© LCIAlors que les Zimbabwéens étaient appelés aux urnes vendredi à l'occasion du second tour de l'élection présidentielle, la communauté internationale a condamné unanimement "un simulacre d'élections démocratiques" dans lesquelles les électeurs n'avaient d'autres choix que de réélire Robert Mugabe après le retrait de l'opposant Morgan Tsvangirai. La Commission européenne est montée au créneau pour dénoncer une "imposture". Elle a affirmé qu'elle ne pouvait considérer ce scrutin comme "légitime ou valide". Même son de cloche du côté du G8, les ministres des Affaires étrangères des pays les plus industrialisés ayant annoncé qu'ils ne reconnaîtraient pas "la légitimité d'un gouvernement qui ne reflèterait pas la volonté du peuple zimbabwéen". La Communauté de développement de l'Afrique australe (SADC) et Nelson Mandela, héros comme Robert Mugabe de la lutte contre la suprématie blanche, se sont joints à la vague de contestation.

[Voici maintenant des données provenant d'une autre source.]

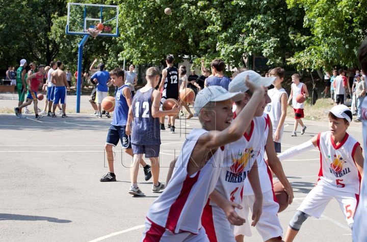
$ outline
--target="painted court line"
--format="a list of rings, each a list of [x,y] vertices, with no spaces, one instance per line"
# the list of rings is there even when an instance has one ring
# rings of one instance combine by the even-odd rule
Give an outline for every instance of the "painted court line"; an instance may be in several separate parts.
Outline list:
[[[110,238],[110,237],[112,237],[116,235],[118,235],[119,234],[121,234],[124,233],[127,233],[127,232],[132,231],[133,230],[136,230],[137,229],[141,229],[143,228],[144,228],[145,227],[145,225],[138,225],[137,226],[135,226],[132,228],[130,228],[129,229],[125,229],[124,230],[122,230],[121,231],[119,232],[115,232],[115,233],[110,233],[110,234],[108,234],[107,235],[104,235],[102,237],[100,237],[99,238],[96,238],[95,239],[93,239],[93,240],[90,240],[88,242],[97,242],[98,241],[102,240],[104,239]]]

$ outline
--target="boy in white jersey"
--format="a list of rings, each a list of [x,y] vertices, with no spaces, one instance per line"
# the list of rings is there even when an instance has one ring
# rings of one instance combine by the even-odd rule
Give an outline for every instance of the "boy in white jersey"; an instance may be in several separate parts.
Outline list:
[[[297,128],[298,124],[302,127],[302,131],[301,135],[304,133],[305,130],[307,128],[305,125],[303,125],[303,122],[301,118],[304,117],[304,113],[303,112],[303,103],[300,103],[296,100],[296,98],[299,94],[303,94],[303,97],[305,98],[308,96],[308,91],[307,90],[306,85],[300,82],[299,75],[298,74],[294,74],[292,76],[292,84],[291,86],[291,95],[288,98],[288,104],[289,105],[291,100],[292,100],[292,106],[295,111],[295,124],[293,128],[293,133],[292,136],[297,136]]]
[[[251,73],[251,74],[250,74]],[[261,79],[262,77],[253,71],[248,70],[242,72],[237,76],[229,84],[229,91],[241,88],[241,86],[238,78],[241,77],[245,74],[248,74],[252,76],[250,78],[251,80],[256,78]],[[271,82],[274,80],[274,77],[271,77]],[[256,224],[256,230],[261,235],[264,241],[281,241],[281,236],[283,234],[283,229],[280,224],[277,213],[279,210],[279,204],[274,200],[274,193],[272,189],[272,176],[271,174],[270,169],[279,179],[280,182],[284,186],[284,191],[289,195],[288,202],[292,203],[293,198],[293,191],[288,180],[284,174],[281,164],[277,157],[277,153],[274,149],[273,141],[273,132],[271,124],[270,118],[264,111],[266,104],[270,102],[270,98],[267,94],[268,87],[271,85],[272,82],[265,84],[266,94],[264,97],[264,100],[261,103],[261,109],[256,112],[255,117],[253,118],[251,123],[251,130],[252,135],[258,136],[260,141],[256,145],[253,146],[255,150],[261,150],[262,152],[266,151],[268,158],[267,164],[260,158],[257,159],[258,167],[257,168],[259,177],[260,178],[261,190],[263,193],[263,211],[258,222]],[[254,94],[251,93],[246,93],[245,98],[250,98]],[[249,105],[247,104],[246,106]],[[249,131],[249,130],[247,130]],[[268,166],[269,166],[269,167]],[[241,206],[242,209],[239,211],[239,215],[247,219],[249,214],[249,211],[253,214],[256,212],[256,191],[252,189],[248,180],[245,180],[243,187],[243,199]],[[254,226],[254,225],[252,225]],[[249,223],[245,223],[241,226],[234,227],[234,235],[236,241],[243,242],[244,235],[251,236],[252,235]]]
[[[280,153],[280,142],[283,136],[284,121],[286,116],[288,98],[286,92],[281,86],[281,83],[284,79],[284,69],[277,67],[271,70],[269,74],[270,76],[275,76],[276,79],[273,83],[274,88],[268,91],[271,102],[268,104],[265,112],[269,114],[273,124],[273,141],[275,151]]]
[[[309,141],[279,155],[280,159],[286,159],[317,147],[321,159],[317,183],[291,220],[286,242],[293,241],[308,218],[319,218],[333,198],[339,203],[348,225],[352,228],[363,174],[363,157],[359,143],[347,132],[352,118],[352,112],[347,106],[334,106],[329,113],[329,131],[320,133]]]
[[[236,118],[237,114],[239,114],[246,106],[252,95],[248,88],[242,80],[243,76],[247,75],[250,80],[259,86],[270,86],[275,79],[275,77],[262,77],[251,70],[243,72],[242,76],[234,77],[229,84],[230,90],[232,89],[245,94],[245,97],[243,99],[235,102],[237,107],[234,114],[234,118]],[[264,89],[267,89],[265,88]],[[256,106],[254,115],[255,117],[263,116],[264,107],[269,101],[270,98],[266,93]],[[256,122],[256,121],[254,122],[253,120],[241,138],[228,144],[225,151],[223,168],[220,173],[215,191],[209,196],[201,219],[203,227],[205,229],[209,240],[211,242],[235,241],[233,234],[234,226],[230,225],[224,210],[217,205],[217,204],[220,203],[216,199],[226,199],[241,203],[244,183],[247,178],[254,191],[252,218],[253,221],[252,225],[256,225],[260,218],[263,193],[257,172],[256,159],[258,159],[263,162],[264,151],[255,147],[258,147],[258,143],[264,139],[264,128],[255,127]]]
[[[358,58],[363,72],[367,72],[367,40],[365,40],[359,47]],[[365,81],[366,80],[365,80]],[[361,107],[361,120],[363,124],[363,148],[364,148],[364,163],[367,163],[367,98],[365,98]],[[365,177],[366,169],[363,170],[363,176]],[[365,178],[362,182],[359,193],[359,202],[354,214],[354,225],[352,231],[353,241],[367,241],[367,181]]]
[[[254,95],[233,121],[232,102],[243,99],[243,93],[213,86],[197,95],[195,109],[202,128],[187,137],[169,185],[148,211],[142,241],[208,241],[201,214],[221,171],[225,145],[243,136],[255,113],[252,107],[264,95],[263,88],[248,78],[245,82]],[[238,204],[221,202],[218,206],[225,209],[232,223],[245,222],[234,212],[234,207],[241,208]]]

Ces pressions internationales n'ont toutefois pas ébranlé la détermination de Robert Mugabe. Vendredi midi, il a été aperçu dans un bureau de vote d'un quartier chic d'Harare, la capitale du pays. "Je me sens en pleine forme et je suis très optimiste", a-t-il déclaré, entouré d'une cinquantaine de gardes du corps. Un optimisme que ne partage pas le leader de l'opposition qui dénonce les exactions commises par le régime qui l'ont poussé à jeter l'éponge entre les deux tours. Dans une lettre ouverte, il a appelé au boycott de l'élection. "Si c'est possible, nous vous demandons de ne pas voter aujourd'hui", leur a-t-il écrit vendredi. "Mais si vous devez voter pour M.Mugabe en raison des menaces qui pèsent sur votre vie, faites-le."
Pressions
Dans la capitale, acquise à l'opposition, l'affluence était faible dans les bureaux de vote. Dans les zones rurales, des bus affrétés par le parti au pouvoir emmenaient les électeurs jusqu'aux bureaux de vote. Les opérations se sont déroulés dans une atmosphère "paisible", a assuré la Commission électorale du Zimbabwe. Mais dès les premières heures, des témoins ont fait état de pressions. Selon certains témoignages, des partisans du régime auraient forcé des électeurs à leur communiquer le numéro de série inscrit sur leur bulletin de vote pour pouvoir vérifier qu'ils avaient bien voté pour le président. "Les gens doivent montrer leur bulletin à un représentant de la Zanu-PF avant de le glisser dans l'urne", a déclaré un délégué de l'opposition à Mapanda dans l'est du pays. "Je n'avais pas le choix. J'ai dû voter pour Mugabe", a-t-il ajouté.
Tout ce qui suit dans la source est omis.